Aktivis LGBTQ di Georgia mengatakan pada hari Senin bahwa mereka terpaksa membatalkan rencana pawai Pride setelah pengunjuk rasa bentrok dengan aktivis dan polisi dan perdana menteri berbicara menentang acara tersebut.
Peristiwa kebanggaan masih kontroversial di Georgia, sebuah negara konservatif di mana Gereja Ortodoks yang berkuasa sebelumnya pernah berselisih dengan pemerintah yang berhaluan Barat karena isu-isu sosial yang progresif.
Ratusan pengunjuk rasa turun ke jalan di ibu kota Georgia Tbilisi menentang pawai Pride yang dijadwalkan pada Senin malam.
Mereka bentrok dengan polisi dan menyerang jurnalis di beberapa lokasi, termasuk di luar parlemen dan kantor perwakilan PBB di Georgia, menurut tayangan dari jaringan televisi Mtavari.
“Kami tidak bisa mempertaruhkan nyawa manusia dan turun ke jalan, yang penuh dengan penyerang yang kejam,” kata penyelenggara dalam sebuah pernyataan di Facebook, mengumumkan bahwa “pawai tidak akan diadakan hari ini”.
Pernyataan mereka menambahkan bahwa kantor Tbilisi Organisasi Pride juga diserang oleh “penyerang homofobia”.
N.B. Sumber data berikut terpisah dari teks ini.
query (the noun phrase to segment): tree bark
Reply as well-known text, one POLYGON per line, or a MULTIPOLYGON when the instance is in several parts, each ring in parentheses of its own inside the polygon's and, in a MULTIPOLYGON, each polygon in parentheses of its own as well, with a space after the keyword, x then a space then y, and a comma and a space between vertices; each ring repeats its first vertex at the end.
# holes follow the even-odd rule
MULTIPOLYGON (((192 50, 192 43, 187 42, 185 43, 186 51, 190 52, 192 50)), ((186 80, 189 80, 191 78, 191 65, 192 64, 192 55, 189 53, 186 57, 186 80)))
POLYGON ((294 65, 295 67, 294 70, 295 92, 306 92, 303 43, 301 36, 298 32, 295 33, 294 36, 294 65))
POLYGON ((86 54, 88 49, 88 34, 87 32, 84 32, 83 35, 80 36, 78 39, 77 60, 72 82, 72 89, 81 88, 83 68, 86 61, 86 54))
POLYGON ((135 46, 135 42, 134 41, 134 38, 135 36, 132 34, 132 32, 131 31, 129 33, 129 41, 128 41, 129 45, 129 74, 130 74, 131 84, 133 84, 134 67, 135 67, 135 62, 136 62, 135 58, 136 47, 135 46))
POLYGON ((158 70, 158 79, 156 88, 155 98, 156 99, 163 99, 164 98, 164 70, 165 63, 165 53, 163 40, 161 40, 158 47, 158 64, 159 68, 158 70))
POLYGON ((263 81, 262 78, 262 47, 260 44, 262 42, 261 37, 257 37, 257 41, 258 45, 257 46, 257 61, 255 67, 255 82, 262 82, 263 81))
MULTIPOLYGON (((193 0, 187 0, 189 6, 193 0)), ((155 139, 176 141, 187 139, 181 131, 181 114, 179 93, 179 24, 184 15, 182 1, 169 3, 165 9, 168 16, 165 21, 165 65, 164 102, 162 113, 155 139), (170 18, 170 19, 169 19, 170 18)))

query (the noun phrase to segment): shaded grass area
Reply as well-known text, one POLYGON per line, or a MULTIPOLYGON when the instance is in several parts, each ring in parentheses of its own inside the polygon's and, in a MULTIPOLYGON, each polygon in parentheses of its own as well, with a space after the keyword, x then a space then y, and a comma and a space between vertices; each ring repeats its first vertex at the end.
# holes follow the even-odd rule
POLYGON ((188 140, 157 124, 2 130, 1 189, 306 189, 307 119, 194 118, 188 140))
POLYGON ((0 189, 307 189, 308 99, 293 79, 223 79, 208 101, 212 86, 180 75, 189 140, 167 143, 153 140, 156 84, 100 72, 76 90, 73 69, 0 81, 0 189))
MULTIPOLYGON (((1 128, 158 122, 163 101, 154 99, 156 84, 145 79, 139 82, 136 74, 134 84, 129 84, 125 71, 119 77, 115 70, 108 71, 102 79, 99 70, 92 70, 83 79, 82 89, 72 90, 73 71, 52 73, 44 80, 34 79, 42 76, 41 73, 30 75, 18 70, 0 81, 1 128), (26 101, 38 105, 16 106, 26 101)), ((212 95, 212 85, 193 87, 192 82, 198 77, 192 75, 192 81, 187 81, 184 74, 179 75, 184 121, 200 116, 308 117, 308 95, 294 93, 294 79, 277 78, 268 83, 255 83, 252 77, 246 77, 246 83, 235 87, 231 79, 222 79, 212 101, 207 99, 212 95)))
Perdana Menteri Irakli Garibashvili menentang unjuk rasa tersebut pada Senin pagi, dan menggambarkannya sebagai hal yang “tidak dapat diterima oleh sebagian besar masyarakat Georgia.”
“Penyelenggaraan demonstrasi Pride tidak masuk akal karena akan menimbulkan ancaman konfrontasi sipil,” kata Garibashvili pada rapat kabinet.
Dia juga menuduh partai oposisi dan mantan presiden pengasingan Mikheil Saakashvili berusaha memprovokasi kerusuhan sipil.
“Oposisi yang dipimpin oleh Saakashvili berada di balik demonstrasi Pride, yang bertujuan untuk memprovokasi konfrontasi sipil dan kerusuhan.”
‘Meningkatkan solidaritas’
Kritikus menuduh pemerintah partai Georgian Dream yang berkuasa diam-diam mendukung kelompok homofobik dan nasionalis.
Organisasi-organisasi ini dipandang sebagai pendukung partai yang berkuasa dan telah mengadakan demonstrasi menentang partai-partai oposisi pro-Barat.
Penyelenggara Pride mengecam pernyataan Garibashvili yang “memalukan”, dan mengatakan bahwa pernyataan tersebut mendorong sentimen homofobik dan menuduh pemerintahnya gagal “melindungi hak asasi manusia”.
Gereja Ortodoks meminta para pendukungnya untuk berkumpul untuk berdoa bersama menentang pawai Pride pada Senin sore.
Misi diplomatik AS dan Uni Eropa di Georgia, serta kedutaan besar 16 negara lainnya, mengeluarkan pernyataan bersama pekan lalu yang mendesak pemerintah Georgia “untuk menjamin hak berkumpul secara damai bagi semua orang di Georgia tanpa kecuali.”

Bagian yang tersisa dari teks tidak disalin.